The Environmental Defense Fund has made some publicly available leak maps for certain cities using the project’s findings. But von Fischer cautioned that these results shouldn’t cause city residents undue alarm. From a public health perspective, he said, most methane leaks are considered safe — they’re not a health hazard or an explosion risk. In outdoor spaces, where the gas is allowed to seep up through the ground and straight into the atmosphere, leaks are generally considered low-risk.
But methane leaks are wasted resources, from an economic point of view, von Fischer said. And from an environmental perspective, methane leaks can be a big problem for the climate. Methane is believed to be up to 30 times as potent as carbon dioxide as a greenhouse gas, but its global sources and emission rates are much less well quantified.
In addition to natural gas pipeline leaks, methane is leaked from oil and gas drilling operations and emitted from landfills and livestock farms, as well as from natural sources such as wetlands. Thawing permafrost is also proving to be a major source of global methane emissions. So pinpointing the human-caused sources of methane and finding ways to reduce them can be a major practical way to combat climate change.

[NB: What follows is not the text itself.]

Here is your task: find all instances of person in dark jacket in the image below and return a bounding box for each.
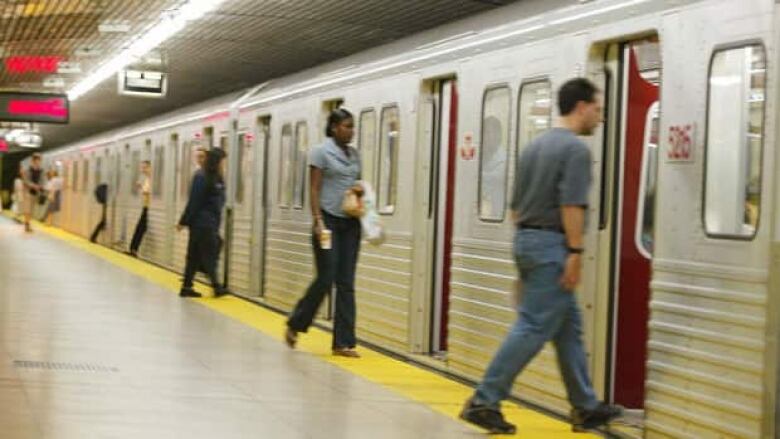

“I think that environmental issues are inherently multifaceted — they arise from human use of technology, they arise from social and economic factors, and they arise within a political and legal framework,” von Fischer said. “It’s been fascinating for me to be on the technological and science side, but partnering with people both on the industry side and on the environmentalist side to help bring about resolutions to those issues.”